2D-DIGE analysis of ovarian cancer cell responses to cytotoxic gold compounds
Molecular BioSystems, 2012
Cytotoxic gold compounds hold today great promise as new pharmacological agents for treatment of human ovarian carcinoma; yet, their mode of action is still largely unknown. To shed light on the underlying molecular mechanisms, we performed 2D-DIGE analysis to identify differential protein expression in a cisplatin-sensitive human ovarian cancer cell line (A2780/S) following treatment with two representative gold(III) complexes that are known to be potent antiproliferative agents, namely AuL12 and Au 2 Phen. Software analysis using DeCyder was performed and few differentially expressed protein spots were visualized between the three examined settings after 24 h exposure to the cytotoxic compounds, implying that cellular damage at least during the early phases of exposure is quite limited and selective, reflecting the attempts of the cell to repair damage and to survive the insult. The potential of novel proteomic methods to disclose mechanistic details of cytotoxic metallodrugs is herein further highlighted. Different patterns of proteomic changes were highlighted for the two metallodrugs with only a few perturbed protein spots in common. Using MALDI-TOF MS and ESI-Ion trap MS/MS, several differentially expressed proteins were identified.
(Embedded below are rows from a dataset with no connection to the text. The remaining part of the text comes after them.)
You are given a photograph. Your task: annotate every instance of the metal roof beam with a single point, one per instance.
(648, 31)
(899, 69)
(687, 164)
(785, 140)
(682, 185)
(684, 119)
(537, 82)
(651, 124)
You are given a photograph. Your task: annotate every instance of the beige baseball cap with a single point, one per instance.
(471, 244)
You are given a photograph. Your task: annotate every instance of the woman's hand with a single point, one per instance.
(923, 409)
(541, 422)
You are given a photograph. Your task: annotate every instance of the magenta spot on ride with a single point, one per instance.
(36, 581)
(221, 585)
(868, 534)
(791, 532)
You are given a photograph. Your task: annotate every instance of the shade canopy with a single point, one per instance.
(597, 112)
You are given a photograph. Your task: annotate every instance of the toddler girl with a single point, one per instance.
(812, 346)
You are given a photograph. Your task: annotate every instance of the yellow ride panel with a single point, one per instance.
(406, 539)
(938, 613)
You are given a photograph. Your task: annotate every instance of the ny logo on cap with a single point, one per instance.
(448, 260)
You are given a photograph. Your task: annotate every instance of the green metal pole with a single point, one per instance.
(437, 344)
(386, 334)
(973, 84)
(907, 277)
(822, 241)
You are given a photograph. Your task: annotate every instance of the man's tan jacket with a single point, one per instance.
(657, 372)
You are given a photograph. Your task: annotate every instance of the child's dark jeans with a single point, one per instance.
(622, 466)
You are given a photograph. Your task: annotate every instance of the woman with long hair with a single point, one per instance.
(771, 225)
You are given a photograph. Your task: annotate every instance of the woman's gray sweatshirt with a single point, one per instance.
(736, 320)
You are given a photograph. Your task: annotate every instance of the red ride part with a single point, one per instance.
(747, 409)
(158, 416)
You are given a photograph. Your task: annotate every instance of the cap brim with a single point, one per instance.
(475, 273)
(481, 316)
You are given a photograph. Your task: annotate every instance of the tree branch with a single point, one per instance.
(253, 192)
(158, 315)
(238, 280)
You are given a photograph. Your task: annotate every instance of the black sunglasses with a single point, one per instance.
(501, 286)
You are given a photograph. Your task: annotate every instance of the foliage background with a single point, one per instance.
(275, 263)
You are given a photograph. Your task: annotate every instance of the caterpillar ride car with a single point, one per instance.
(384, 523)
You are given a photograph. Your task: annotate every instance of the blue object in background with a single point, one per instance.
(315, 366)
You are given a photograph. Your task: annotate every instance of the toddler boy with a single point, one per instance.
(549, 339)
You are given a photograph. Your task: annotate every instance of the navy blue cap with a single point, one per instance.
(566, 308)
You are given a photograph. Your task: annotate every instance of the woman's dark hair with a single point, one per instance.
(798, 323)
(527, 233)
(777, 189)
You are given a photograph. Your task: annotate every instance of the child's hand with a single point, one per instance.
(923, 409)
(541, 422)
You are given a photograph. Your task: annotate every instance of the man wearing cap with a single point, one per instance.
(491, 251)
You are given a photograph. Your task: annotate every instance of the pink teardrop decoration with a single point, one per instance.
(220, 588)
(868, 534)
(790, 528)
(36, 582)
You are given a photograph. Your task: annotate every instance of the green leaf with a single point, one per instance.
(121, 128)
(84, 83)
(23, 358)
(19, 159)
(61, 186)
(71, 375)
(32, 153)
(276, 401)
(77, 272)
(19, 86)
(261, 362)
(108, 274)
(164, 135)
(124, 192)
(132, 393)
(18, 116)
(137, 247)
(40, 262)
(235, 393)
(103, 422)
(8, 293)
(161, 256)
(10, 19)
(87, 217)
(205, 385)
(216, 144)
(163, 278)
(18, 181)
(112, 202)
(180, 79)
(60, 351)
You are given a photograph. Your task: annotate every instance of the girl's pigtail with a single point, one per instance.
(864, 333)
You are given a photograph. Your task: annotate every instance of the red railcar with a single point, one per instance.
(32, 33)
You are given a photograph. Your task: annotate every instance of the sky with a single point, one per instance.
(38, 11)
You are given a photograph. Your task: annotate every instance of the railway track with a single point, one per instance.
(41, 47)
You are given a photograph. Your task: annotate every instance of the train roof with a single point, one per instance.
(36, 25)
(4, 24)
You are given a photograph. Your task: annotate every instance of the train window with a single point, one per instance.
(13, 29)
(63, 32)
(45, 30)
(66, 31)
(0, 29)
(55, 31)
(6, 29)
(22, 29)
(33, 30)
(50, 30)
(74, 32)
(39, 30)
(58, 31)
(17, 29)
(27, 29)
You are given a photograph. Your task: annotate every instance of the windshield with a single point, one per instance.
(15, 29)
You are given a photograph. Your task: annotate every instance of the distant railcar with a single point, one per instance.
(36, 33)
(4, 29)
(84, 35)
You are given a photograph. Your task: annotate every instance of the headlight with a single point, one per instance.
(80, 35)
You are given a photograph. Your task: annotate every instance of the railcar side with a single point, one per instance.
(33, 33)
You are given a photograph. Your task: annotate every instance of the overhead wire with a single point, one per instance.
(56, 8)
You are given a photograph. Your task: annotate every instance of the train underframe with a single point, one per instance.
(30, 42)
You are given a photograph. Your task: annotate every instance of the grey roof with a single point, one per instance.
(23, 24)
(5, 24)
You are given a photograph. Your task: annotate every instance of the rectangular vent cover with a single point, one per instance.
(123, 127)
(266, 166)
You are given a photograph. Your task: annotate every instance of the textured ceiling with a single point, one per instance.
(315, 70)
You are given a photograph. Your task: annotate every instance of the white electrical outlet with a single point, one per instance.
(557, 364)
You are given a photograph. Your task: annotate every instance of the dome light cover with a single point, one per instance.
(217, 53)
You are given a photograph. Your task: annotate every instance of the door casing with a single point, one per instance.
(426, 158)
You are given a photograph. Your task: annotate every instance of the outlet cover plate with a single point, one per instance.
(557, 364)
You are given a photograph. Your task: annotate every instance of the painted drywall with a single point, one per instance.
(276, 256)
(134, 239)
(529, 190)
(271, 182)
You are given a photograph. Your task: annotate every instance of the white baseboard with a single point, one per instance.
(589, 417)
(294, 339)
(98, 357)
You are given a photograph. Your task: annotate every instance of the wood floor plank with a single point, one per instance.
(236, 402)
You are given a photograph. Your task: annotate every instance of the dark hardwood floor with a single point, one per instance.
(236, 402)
Two of these were validated by western blotting: Ubiquilin-1, responsible for inhibiting degradation of proteins such as p53 and NAP1L1, a candidate marker identified in primary tumors. Ubiquilin-1 resulted over-expressed following both treatments and NAP1L1 was down-expressed in AuL12-treated cells in comparison with control and with Au 2 Phentreated cells. In conclusion, we performed a comprehensive analysis of proteins regulated by AuL12 and Au 2 Phen, providing a useful insight into their mechanisms of action.